Tuesday, August 7, 2007

The Daily Digest


Everyone talks about (and bemoans) judicial activism, but few realize, as Robert McCloskey shows in The American Supreme Court, that the Supreme Court has historically followed the political winds. As FDR put it while trying to pack the Court in 1937, the American people expect the unelected third branch of government to fall in line behind the elected other two. Today, this ironic notion is given life by Anthony Kennedy, about whom law professor Michael Klarman observes, "Any court on which [he] is the median voter will never do anything to provoke dramatic backlashes, because Justice Kennedy has his finger on the pulse of Middle America."

Since 1937, the Supreme Court has comprised nine justices. But as Jean Edward Smith argues, "there is nothing sacrosanct" about the number nine. To the contrary, "Roosevelt’s 1937 chicanery has given court-packing a bad name, but it is a hallowed American political tradition participated in by Republicans and Democrats alike," including Adams, Jefferson, Jackson, Lincoln and Grant. Note: I'm blogging Smith's op-ed not because I condone court-packing, which politicizes and destabilizes the law, but because of its interesting history.

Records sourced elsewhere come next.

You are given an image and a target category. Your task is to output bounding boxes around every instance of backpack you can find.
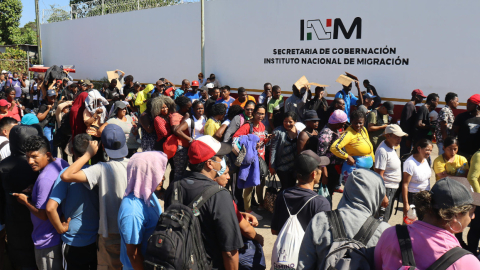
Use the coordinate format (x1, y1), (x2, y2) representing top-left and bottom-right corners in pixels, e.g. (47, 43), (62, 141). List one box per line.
(321, 210), (381, 270)
(395, 225), (472, 270)
(272, 190), (318, 269)
(143, 181), (226, 270)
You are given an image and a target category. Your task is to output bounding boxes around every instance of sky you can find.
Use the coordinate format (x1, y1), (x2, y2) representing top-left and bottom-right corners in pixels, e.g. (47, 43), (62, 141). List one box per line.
(20, 0), (70, 27)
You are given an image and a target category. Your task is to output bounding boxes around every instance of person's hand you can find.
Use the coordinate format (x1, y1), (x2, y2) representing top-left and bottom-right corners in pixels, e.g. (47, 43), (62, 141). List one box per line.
(61, 218), (72, 234)
(322, 176), (328, 185)
(403, 204), (410, 217)
(87, 141), (98, 157)
(22, 185), (33, 193)
(242, 212), (258, 227)
(381, 195), (390, 208)
(12, 193), (28, 205)
(347, 156), (355, 166)
(253, 233), (263, 247)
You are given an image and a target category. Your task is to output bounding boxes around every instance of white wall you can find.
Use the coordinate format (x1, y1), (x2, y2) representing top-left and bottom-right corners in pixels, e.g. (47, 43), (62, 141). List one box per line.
(42, 0), (480, 102)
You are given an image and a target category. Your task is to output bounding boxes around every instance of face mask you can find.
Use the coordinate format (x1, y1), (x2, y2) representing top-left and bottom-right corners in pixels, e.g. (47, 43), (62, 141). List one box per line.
(212, 158), (227, 176)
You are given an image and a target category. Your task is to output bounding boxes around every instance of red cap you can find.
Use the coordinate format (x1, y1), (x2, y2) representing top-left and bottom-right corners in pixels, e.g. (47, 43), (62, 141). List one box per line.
(188, 135), (232, 164)
(468, 94), (480, 105)
(0, 99), (10, 107)
(165, 87), (173, 96)
(412, 89), (427, 98)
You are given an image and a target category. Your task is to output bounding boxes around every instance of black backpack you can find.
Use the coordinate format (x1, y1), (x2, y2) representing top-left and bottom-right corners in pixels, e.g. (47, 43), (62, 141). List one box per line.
(143, 181), (227, 270)
(395, 225), (472, 270)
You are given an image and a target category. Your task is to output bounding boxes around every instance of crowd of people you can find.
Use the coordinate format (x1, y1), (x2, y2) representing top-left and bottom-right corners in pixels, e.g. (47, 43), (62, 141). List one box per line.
(0, 70), (480, 270)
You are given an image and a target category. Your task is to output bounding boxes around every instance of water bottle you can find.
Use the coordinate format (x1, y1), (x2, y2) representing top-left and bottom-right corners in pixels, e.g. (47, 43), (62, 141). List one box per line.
(403, 204), (417, 225)
(455, 162), (467, 176)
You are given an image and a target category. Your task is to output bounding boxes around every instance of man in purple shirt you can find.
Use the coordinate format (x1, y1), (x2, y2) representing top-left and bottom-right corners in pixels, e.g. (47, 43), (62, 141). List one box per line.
(13, 136), (68, 270)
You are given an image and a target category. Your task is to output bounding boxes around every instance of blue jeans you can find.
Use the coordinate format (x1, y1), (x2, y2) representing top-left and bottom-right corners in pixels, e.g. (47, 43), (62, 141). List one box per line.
(43, 124), (57, 157)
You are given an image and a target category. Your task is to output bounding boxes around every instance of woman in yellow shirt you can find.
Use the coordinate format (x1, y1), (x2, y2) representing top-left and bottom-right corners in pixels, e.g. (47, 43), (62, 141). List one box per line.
(330, 110), (375, 184)
(433, 137), (469, 181)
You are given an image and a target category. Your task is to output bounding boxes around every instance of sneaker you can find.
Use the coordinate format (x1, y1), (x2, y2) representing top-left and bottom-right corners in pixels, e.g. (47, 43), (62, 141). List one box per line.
(249, 211), (263, 221)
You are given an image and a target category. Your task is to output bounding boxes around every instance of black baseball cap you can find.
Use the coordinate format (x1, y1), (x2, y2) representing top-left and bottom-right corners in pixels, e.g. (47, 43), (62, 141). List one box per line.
(382, 101), (395, 114)
(430, 176), (480, 209)
(295, 150), (330, 176)
(102, 124), (128, 158)
(304, 110), (320, 121)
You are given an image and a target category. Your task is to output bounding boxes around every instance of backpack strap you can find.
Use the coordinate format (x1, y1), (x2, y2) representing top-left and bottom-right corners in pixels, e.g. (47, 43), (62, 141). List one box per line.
(188, 185), (226, 212)
(426, 247), (472, 270)
(170, 181), (183, 205)
(0, 140), (10, 150)
(353, 216), (381, 246)
(395, 225), (416, 268)
(325, 210), (347, 242)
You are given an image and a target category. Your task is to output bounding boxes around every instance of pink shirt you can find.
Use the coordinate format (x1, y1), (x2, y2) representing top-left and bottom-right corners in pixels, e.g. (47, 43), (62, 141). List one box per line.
(375, 221), (480, 270)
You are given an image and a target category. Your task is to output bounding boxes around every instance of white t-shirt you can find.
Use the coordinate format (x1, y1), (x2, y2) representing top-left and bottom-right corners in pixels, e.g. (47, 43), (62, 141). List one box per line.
(403, 156), (432, 193)
(375, 141), (402, 188)
(0, 136), (10, 160)
(82, 158), (128, 237)
(185, 116), (207, 140)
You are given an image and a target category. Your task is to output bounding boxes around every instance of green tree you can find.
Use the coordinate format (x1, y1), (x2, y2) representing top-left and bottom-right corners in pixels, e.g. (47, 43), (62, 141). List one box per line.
(0, 0), (23, 45)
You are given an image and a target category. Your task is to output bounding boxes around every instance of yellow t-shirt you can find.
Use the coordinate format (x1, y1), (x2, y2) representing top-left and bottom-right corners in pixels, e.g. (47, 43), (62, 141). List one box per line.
(330, 127), (375, 160)
(203, 118), (220, 136)
(433, 155), (468, 180)
(232, 95), (257, 108)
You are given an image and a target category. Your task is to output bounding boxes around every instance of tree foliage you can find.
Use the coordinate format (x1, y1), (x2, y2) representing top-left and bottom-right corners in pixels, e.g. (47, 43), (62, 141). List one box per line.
(0, 47), (28, 73)
(0, 0), (23, 45)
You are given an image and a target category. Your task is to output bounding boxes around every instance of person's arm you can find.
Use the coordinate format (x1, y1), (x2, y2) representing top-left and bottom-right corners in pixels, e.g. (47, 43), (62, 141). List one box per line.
(47, 199), (72, 234)
(238, 219), (263, 247)
(355, 81), (363, 105)
(172, 119), (195, 142)
(37, 105), (52, 122)
(12, 193), (48, 220)
(60, 141), (98, 183)
(153, 116), (168, 138)
(125, 244), (143, 270)
(222, 250), (238, 270)
(467, 152), (480, 193)
(297, 131), (308, 155)
(402, 172), (412, 216)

Ward Churchill, aka Chief Lies-alot, is unrepentant. Of his "little Eichmanns" essay, he declares, "The only thing I regret is that I didn't take a harder line." Note: Churchill was fired not for this essay, which academic freedom protects, but for academic fraud in his "scholarly" work.

Who says reporters have to be poor? Salaries for top journalists at the Atlantic range as high as $350,000.